Thousands of farmers want to protest with tractor rides in numerous cities against the agricultural policy of the federal government. For the biggest demonstration in Bonn - mainly via Facebook and WhatsApp organized by the initiative "Land creates connection" - 8,000 to 10,000 farmers with around 800 tractors are expected. In the morning, the police reported in North Rhine-Westphalia, Lower Saxony, Brandenburg, Berlin and Hamburg numerous convoys including closed and disabled roads.
The anger of the farmers is directed against the plans of the Federal Government among other things for more nature and animal protection in the agriculture and for the protection of the groundwater against nitrate, which arrives approximately by over-fertilization into the soil. The current policy endangers family businesses, the protesters warned. In addition, "farmers bashing", that is about condescending statements about farmers, in many areas cause anger in the professional group.
Support receives "Land creates connection" of farmer president Joachim Rukwied. "It's just too much, what the policy the peasant families," he said the Passauer Neue Presse . In the light of the insect protection and fertilization legislation, the EU's free trade agreement with the South American Mercosur states, and increasing livestock farming requirements, farmers' disappointment over politics is "very high".
For Rukwied, the insect protection plans of Federal Ministers Svenja Schulze (SPD) and Julia Klöckner (CDU) - both ministers had presented the action plan together - "have brought the cascade to an end". More than two million hectares of land would be severely affected. Thus the federal government would give up the "cooperative nature protection".

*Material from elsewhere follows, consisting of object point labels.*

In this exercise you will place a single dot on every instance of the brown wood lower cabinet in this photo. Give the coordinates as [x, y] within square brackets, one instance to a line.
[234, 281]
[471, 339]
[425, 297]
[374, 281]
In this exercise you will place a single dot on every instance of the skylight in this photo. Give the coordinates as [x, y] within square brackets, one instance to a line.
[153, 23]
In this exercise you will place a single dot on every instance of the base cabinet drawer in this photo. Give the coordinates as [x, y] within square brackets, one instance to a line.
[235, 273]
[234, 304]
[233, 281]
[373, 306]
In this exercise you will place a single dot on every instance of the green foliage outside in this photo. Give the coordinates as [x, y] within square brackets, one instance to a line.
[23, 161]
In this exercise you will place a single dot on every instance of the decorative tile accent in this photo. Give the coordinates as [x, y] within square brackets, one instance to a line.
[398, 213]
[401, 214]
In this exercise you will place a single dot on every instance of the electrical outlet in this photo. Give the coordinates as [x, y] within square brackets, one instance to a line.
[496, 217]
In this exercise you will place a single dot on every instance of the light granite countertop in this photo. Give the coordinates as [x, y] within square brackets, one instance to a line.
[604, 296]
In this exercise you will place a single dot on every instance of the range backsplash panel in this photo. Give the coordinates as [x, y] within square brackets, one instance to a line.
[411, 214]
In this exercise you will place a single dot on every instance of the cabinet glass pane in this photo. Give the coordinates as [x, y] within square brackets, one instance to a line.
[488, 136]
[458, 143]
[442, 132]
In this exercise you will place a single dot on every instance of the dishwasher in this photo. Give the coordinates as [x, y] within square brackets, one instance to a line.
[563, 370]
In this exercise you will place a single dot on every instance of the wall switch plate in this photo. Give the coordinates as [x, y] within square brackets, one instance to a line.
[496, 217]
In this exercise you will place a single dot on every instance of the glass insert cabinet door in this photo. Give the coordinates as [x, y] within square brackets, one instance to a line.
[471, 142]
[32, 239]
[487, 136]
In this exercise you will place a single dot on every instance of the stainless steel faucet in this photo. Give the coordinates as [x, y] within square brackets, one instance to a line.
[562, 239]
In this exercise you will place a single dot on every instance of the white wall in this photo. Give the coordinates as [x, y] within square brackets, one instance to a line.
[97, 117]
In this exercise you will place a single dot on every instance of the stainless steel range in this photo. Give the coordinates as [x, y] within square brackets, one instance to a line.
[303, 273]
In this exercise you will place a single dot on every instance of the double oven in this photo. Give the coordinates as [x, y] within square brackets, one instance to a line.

Klöckner said in the ZDF morning magazine , "they have something to the farmers, changes, but I do not do that, I also support them financially with support measures". Farmers would often be dismissed as animal tormentors or polluters in the public debate, Klöckner said. That's wrong. Nevertheless, there are also expectations on the farmers, for example, in the cleanliness of groundwater and compliance with EU rules. Her cabinet colleague Schulze pointed to the "dramatic downward trend in the field birds," which so far could not be stopped. Therefore, "much more effort" is needed.
Criticism of Schulze's statements were made by the FDP member of parliament Karlheinz Busen. "Federal Environment Minister Svenja Schulze has a good talk when she calls for more insect protection from the farmers - they do not have to pay," said the agricultural politician. Instead of ruling against the farmers, Schulze urgently needed to talk to those affected. Otherwise, the mood in this country threatening to boil up as in the Netherlands, said Busen. There had also been violent protests from farmers there lately.
In France farmers are again demonstrating against strict conditions in front of the district offices of various départements. At the same time, several alliances have called for a rally for a greener agricultural policy in the European Parliament in Strasbourg.